A reference would be enough. What I would like to know further: Is there a generalization of this result to linear operators on a Hilbert space?
You have \begin{align} \langle Az,z\rangle&=\tfrac12\,\left(\langle Az,z\rangle+\langle Az,z\rangle\right) =\tfrac12\,\left(\langle Az,z\rangle+\langle z,A^Tz\rangle\right)\\ &=\tfrac12\,\left(\langle Az,z\rangle+\langle A^Tz,z\rangle\right) =\tfrac12\,\langle (A+A^T)z,z\rangle.\\ \end{align} Now since $A+A^T$ is symmetric, the Spectral Theorem gives us that $$\tag1 A+A^T=\sum_j\lambda_j\,P_j, $$ where $\lambda_1\geq\lambda_2\geq\cdots\geq\lambda_n$ are the eigenvalues of $A+A^T$ and the $P_j$ are pairwise orthogonal rank-one projections. Then $$\tag2 \langle (A+A^T)z,z\rangle=\sum_j\lambda_j\langle P_jz,z\rangle. $$ The numbers $\langle P_1z,z\rangle,\ldots,\langle P_nz,z\rangle$ are non-negative and add to $1$, so $(2)$ can be seen as a convex combination of $\lambda_1,\ldots,\lambda_n$.

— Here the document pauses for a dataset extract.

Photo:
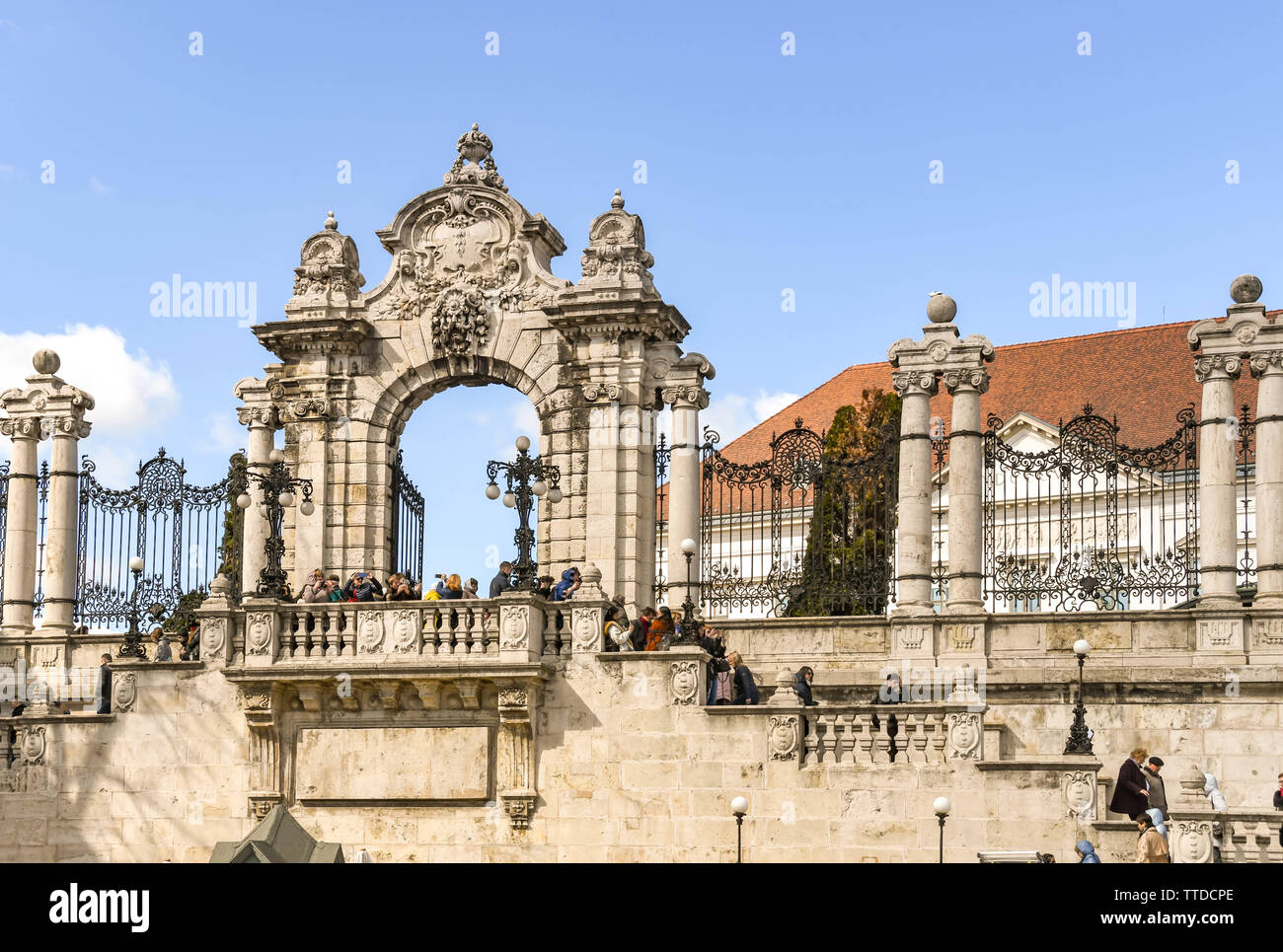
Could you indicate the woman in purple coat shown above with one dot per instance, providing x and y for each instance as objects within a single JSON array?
[{"x": 1130, "y": 793}]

The only difference when you go infinite-dimensional is that instead of $\max$ you need $\sup$. Thus $$ \max_{\|z\|=1}\langle Az,z\rangle=\tfrac12\,\lambda_1, $$ and the max is attained at the eigenvector $z_1$ corresponding to $\lambda_1$.
When you go infinite-dimensional, you find two problems: first, the max need not exist, so you have to consider a supremum instead. More importantly, many operators have no eigenvalues.